Usually called Obon, but also known as O-Bon or simply Bon, the Japanese Obon Festival is the one of the most well known Buddhist festivals. The celebration is meant to honor the departed spirits of one’s ancestors. Some call Obon the “Feast of Lanterns”, due to the lighting of candles and lanterns that is part of the ceremony. There is also a special dance, called the Bon-Odori, which is performed specifically for this ceremony. Most Japanese people celebrate the festival by caring for the graves of family members.
Obon is observed each year on July 13th, which is when Buddhist theology says that the souls of the departed rejoin their families for three days.
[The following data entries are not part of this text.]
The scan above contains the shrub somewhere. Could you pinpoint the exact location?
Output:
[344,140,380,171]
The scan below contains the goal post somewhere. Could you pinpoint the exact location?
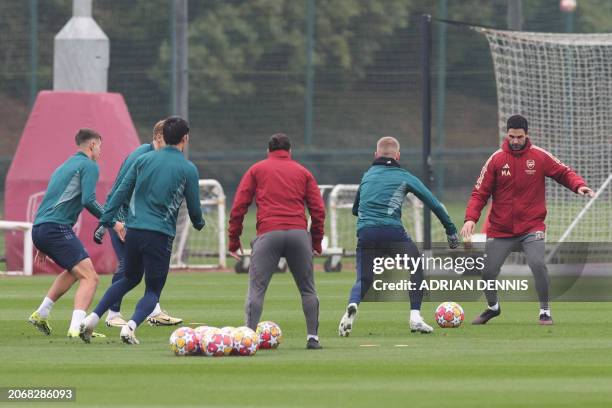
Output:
[0,220,34,276]
[170,179,227,269]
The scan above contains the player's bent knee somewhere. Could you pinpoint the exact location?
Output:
[71,258,100,285]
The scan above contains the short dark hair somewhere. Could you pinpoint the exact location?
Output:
[164,116,189,146]
[268,133,291,152]
[506,115,529,133]
[74,128,102,146]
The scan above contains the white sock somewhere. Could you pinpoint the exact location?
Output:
[37,296,55,318]
[410,309,423,321]
[70,309,87,330]
[128,320,138,331]
[148,303,161,317]
[106,310,121,320]
[84,313,100,327]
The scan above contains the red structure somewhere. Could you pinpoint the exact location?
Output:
[4,91,140,273]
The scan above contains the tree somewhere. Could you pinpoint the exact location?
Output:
[149,0,412,104]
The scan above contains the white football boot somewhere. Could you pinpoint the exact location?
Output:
[410,315,433,334]
[119,324,140,344]
[338,303,357,337]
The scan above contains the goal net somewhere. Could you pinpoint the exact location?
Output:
[170,179,226,269]
[478,29,612,242]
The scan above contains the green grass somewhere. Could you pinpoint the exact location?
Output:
[0,272,612,408]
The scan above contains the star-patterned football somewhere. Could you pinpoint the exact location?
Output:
[435,302,465,328]
[200,328,234,357]
[257,321,283,349]
[232,326,259,356]
[170,327,198,356]
[194,326,216,354]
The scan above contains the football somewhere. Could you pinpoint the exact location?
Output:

The celebration has important religious components, including prayers that are offered to help the departed find their way in the afterlife. Celebrants recognize the sacrifices of both their living family and their ancestors through prayers and celebrations. Some people compare Obon with the Mexican celebration of the “Day of the Dead”. To learn more about this festival and others in Japan, I recommend getting the Lonely Planet Japan Travel Guide.
The history of Obon is hard to track, but it is widely recognized as having been practiced since at least the 7th century AD. While many parts of the festival have changed in name and practice, there are also many parts of the celebration that are practiced according to ancient tradition. For example, families will clean their homes during the festival and create a plate of special foods (often fruits and vegetables) which are placed on the Buddhist family alter known as a butsudan. The alter is also decorated with flowers and beautiful paper lanterns called couchin along with other offerings. Many families also participate in family reunions during Obon, and young people often return from bigger cities to their small home towns to spend time with their families, care for the graves of ancestors, and leave offerings for family members who have passed on.
The Bon-Odori dance that is performed as part of the festival comes from a story about a disciple of Buddha called Mokuren. Mokuren used his special powers to look into the afterlife to check on his mother who was suffering after she had fallen into the Realm of Hungry Ghosts. Mokuren went to Buddha and asked how he could end his mother’s suffering, and Buddha told him to make offerings to the Buddhist monks who had returned from their retreat on the 15th day of the seventh month of the year. After Mokuren had made these offerings, his mother was released from her suffering and was so happy that she danced with joy, thankful that her son understood the love that she had given him in the past. The Bon-Odori dance gets it name from this dance, and the dance is performed during the Obon festival to show appreciation and love that is felt for one’s ancestors. The exact dance varies from area to area, reflecting the history of that specific area and dancers will use different fans or wooden clappers to create rhythms for the dance.
Floating paper lanterns called Toro Nagashi are another important part of Obon. On July 15th, people gather by the riverside and release a small, floating paper lantern that represents a departed ancestor into the water. As the individual lanterns join together in the water, they create a beautiful sight as they travel together toward the sea. Obon is a festival that celebrates the importance of family, home, and tradition, and many Japanese people see it as a time to renew these connections.